RESEARCH in the CREAMER LAB
The primary focus of the Creamer laboratory is on the function and regulation of the serine/threonine phosphatase calcineurin (CaN). CaN is ubiquitously expressed and highly conserved in all eukaryotes. As an integral component of several signaling pathways, this enzyme dephosphorylates, and thereby regulates, a number of important proteins such as the NFAT family of transcription activators, the microtubule-associated tau, and nitric oxide synthase. CaN plays central roles in neuronal signaling, cardiac growth and immune system activation. Dysregulation of CaN contributes to a number of disorders including Alzheimer’s disease, Down syndrome, mental retardation, cardiac hypertrophy, and autoimmune diseases.
CaN activity is tightly regulated by a number of other proteins. Calmodulin (CaM) binds to and activates CaN. Other proteins, including Rcan1, CHP1 and cabin/cain, are endogenous inhibitors of CaN. Yet others, such as AKAP79, serve to localize CaN to specific regions within a cell. Breakdowns in any of these regulatory systems can lead to pathologies associated with the diseases listed above. For example, Rcan1 is overexpressed as a consequence of the trisomy underlying Down syndrome. This in turn leads to inappropriate inhibition of CaN. Notably, the CaN regulatory mechanisms are poorly understood at the molecular/structural level.
Ongoing CaN projects
1) Upon an increase in cellular calcium levels, CaM binds to and activates CaN. CaM binds to a regulatory domain within CaN which leads to a conformational change that in turn ejects an autoinhibitory domain from CaN’s active site. The regulatory domain of CaN appears to be devoid of structure prior to CaM binding. In other words this domain is intrinsically disordered. Upon CaM binding the CaN regulatory domain gains structure. We are currently studying this disorder-to-order transition and how it leads to CaN activity.

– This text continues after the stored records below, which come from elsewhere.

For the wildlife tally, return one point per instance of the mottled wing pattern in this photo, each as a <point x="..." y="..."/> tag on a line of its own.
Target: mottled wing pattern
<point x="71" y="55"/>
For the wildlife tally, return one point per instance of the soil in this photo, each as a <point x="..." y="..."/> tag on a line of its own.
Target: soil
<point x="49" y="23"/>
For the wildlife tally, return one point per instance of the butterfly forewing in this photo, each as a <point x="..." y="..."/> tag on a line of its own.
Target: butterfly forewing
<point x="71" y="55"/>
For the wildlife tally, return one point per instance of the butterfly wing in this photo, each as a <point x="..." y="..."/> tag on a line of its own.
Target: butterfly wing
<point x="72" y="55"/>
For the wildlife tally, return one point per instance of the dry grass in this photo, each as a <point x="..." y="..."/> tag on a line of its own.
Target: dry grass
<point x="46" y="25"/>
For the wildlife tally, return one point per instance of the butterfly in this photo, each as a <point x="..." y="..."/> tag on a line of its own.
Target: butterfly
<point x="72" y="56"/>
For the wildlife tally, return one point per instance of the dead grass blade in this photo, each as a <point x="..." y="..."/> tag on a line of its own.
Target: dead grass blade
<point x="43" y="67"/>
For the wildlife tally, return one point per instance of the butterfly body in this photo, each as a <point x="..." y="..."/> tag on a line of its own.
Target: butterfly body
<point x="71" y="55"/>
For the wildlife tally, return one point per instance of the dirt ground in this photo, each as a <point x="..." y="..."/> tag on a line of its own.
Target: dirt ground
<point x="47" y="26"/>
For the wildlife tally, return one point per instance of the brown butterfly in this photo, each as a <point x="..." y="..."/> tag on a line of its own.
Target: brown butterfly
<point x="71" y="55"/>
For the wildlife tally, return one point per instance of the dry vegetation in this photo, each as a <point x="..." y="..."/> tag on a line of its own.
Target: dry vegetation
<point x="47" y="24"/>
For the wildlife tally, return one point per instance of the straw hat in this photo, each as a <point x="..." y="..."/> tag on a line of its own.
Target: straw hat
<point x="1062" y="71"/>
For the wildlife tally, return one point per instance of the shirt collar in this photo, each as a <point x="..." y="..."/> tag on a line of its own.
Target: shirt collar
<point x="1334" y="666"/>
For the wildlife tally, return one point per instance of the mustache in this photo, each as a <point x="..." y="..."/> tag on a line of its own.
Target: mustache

2) Rcan1 (regulator of calcineurin 1) is an endogenous inhibitor of CaN that has been associated with Down syndrome and Alzheimer’s disease. This protein is known to bind to the catalytic domain of CaN, blocking substrate binding. Rcan1 possesses two domains: a domain of unknown function that is thought to be structured, and the CaN binding domain which appears to be completely unstructured. We therefore have an enzyme with an intrinsically disordered regulatory domain being inhibited by a protein with an intrinsically disordered inhibitory domain. Rcan1 binding to CaN is a potential drug target in Alzheimer’s and Down syndrome, but little is known regarding the details of the interactions between these proteins. We are studying this system in order to gain an understanding of the structural details of these interactions.
3) The microtubule-binding and stabilizing protein tau is a known substrate of CaN. CaN dephosphorylates residues on tau that are believed to regulate binding to microtubules. This process goes awry in Alzheimer's disease, potentially a result of the over-expression of Rcan1. We are studying the interactions between tau and CaN, and the effects upon these of Rcan1, in relation to Alzheimer's.
The Creamer lab employes a variety of biophysical approaches to tease apart interactions between proteins. Our primary approaches involvesteady-state and time-resolved fluorescence techniques (FRET, anisotropy, etc.). These are mostly carried out using an ISS K2 multifrequency cross-correlation phase and modulation fluorometer. We also employ biolayer interferometry and circular dichroism (CD) spectroscopy, as well as bright-field and fluorescence microscopy. The biochemical approaches used include enzyme activity assays. We work with collaborators in order to utilize other approaches such as NMR spectrometry, X-ray crystallography, and a variety of computational methods.